Javi Navarro

Personal information
- Full name: Javier Navarro Jiménez
- Date of birth: 25 January 2007 (age 19)
- Place of birth: Madrid, Spain
- Height: 1.86 m (6 ft 1 in)
- Position: Goalkeeper

Team information
- Current team: Real Madrid B
- Number: 13

Youth career
- 2019–2025: Real Madrid

Senior career*
- Years: Team / Apps / (Gls)
- 2025–: Real Madrid B / 3 / (0)
- 2025: Real Madrid C / 3 / (0)
- 2026–: Real Madrid / 0 / (0)

International career^{‡}
- 2026–: Spain U19 / 1 / (0)

Medal record
Men's football
Representing Spain
UEFA European Under-19 Championship
| Winner | 2026 Wales |  |

= Javi Navarro (footballer, born 2007) =

Spanish footballer

Javier Navarro Jiménez (born 25 January 2007) is a Spanish professional footballer who plays as a goalkeeper for Primera Federación club Real Madrid Castilla

==Club career==

===Early years===
In around 2019, Javier joined his first youth club, Real Madrid, at age 12. He kept rising through the youth ranks as he was seen as one of the best goalkeepers in his level.

===Real Madrid===
In late 2025, Javi got his first call up to Castilla and made his debut on September 27, 2025, against Tenerife that ended in a 1–3 loss away.
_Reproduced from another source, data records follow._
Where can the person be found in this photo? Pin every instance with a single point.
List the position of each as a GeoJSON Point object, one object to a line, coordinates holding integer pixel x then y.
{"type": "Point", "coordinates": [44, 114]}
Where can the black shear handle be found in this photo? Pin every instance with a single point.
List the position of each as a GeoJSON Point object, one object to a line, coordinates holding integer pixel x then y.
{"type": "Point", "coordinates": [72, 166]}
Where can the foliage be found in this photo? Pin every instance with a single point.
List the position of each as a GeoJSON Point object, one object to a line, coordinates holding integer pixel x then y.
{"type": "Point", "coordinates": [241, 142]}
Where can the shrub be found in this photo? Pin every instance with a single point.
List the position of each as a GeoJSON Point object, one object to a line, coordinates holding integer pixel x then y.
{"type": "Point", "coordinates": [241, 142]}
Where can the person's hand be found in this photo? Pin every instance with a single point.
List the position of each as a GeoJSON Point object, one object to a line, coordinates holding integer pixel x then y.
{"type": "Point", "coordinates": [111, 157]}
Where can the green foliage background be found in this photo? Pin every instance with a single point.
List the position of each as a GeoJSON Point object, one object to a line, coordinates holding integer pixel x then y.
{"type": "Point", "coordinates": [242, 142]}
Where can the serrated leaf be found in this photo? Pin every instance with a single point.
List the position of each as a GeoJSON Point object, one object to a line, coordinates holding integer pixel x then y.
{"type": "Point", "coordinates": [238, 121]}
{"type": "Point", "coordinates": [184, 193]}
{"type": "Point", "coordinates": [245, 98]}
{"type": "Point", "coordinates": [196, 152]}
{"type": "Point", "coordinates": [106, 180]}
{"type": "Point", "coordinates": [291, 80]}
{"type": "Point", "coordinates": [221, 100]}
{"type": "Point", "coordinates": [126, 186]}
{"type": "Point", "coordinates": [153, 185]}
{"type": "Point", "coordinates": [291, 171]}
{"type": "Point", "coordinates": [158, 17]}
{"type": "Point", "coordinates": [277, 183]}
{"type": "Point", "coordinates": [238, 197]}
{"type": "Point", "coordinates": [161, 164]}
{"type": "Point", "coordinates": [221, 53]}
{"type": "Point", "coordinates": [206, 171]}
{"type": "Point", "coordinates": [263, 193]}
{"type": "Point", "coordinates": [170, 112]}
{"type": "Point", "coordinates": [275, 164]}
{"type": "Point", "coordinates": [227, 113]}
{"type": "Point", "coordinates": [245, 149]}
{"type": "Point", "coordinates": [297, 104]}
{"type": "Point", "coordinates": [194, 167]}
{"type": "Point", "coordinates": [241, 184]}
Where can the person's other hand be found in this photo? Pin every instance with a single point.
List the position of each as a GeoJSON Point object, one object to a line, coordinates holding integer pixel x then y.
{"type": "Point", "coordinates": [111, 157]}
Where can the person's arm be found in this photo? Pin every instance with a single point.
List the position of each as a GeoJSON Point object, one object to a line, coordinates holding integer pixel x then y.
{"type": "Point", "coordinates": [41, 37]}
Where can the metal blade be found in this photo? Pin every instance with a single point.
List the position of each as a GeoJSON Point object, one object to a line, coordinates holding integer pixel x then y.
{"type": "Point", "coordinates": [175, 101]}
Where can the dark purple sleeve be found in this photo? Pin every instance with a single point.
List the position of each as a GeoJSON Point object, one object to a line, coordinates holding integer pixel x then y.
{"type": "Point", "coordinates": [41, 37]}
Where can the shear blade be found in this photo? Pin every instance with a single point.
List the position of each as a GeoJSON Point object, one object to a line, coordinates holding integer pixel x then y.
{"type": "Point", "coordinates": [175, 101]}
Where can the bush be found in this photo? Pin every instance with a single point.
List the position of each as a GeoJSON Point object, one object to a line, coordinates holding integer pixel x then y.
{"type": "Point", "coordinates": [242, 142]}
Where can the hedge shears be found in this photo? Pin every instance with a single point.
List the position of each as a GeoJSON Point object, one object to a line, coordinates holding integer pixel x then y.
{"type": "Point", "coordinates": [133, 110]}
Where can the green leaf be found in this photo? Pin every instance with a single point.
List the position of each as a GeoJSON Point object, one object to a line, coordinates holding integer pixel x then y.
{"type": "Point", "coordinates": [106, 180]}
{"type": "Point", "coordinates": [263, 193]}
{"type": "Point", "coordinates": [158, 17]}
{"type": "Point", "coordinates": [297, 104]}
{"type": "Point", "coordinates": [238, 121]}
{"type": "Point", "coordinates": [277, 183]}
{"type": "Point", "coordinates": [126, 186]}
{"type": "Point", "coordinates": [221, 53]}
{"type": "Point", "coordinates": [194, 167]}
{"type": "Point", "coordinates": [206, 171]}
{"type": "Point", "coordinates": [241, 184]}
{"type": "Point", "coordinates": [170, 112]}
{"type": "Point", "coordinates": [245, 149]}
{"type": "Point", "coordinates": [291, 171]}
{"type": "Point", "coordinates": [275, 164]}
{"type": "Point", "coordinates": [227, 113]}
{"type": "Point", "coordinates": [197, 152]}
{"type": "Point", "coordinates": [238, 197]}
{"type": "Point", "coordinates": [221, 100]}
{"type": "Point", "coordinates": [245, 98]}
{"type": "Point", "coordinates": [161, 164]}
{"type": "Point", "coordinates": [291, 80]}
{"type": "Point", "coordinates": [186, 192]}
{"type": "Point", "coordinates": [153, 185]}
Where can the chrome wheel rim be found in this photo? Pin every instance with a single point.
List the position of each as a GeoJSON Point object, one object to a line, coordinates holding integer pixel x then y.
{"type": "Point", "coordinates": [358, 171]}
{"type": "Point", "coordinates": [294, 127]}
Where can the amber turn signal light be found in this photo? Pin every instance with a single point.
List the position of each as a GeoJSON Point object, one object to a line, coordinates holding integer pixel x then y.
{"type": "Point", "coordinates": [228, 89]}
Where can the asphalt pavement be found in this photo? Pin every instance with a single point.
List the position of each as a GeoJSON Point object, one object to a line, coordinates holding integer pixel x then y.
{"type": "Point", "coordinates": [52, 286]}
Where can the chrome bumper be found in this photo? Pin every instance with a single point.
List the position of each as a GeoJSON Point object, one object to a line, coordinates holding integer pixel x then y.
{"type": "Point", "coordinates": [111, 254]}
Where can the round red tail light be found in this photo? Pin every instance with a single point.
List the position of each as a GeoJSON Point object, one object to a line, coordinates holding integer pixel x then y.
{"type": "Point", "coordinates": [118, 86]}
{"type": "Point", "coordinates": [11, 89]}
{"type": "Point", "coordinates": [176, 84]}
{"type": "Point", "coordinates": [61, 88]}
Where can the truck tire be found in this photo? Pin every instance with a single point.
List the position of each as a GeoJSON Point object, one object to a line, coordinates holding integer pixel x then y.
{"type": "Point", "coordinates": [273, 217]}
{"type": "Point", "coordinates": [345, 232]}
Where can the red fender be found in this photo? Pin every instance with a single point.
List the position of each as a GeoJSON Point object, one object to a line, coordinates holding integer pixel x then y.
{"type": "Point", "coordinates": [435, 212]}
He continued to sit on the bench for Castilla, but he eventually got his second chance where he drew 2–2 against Zamora away. On April 13, 2026, Javier got his first training invite with the first team and was included in the return game against Bayern Munich.

==International career==
On March 27, 2026, Javier got his first international call-up with Spain U19 and made his debut in the March international break.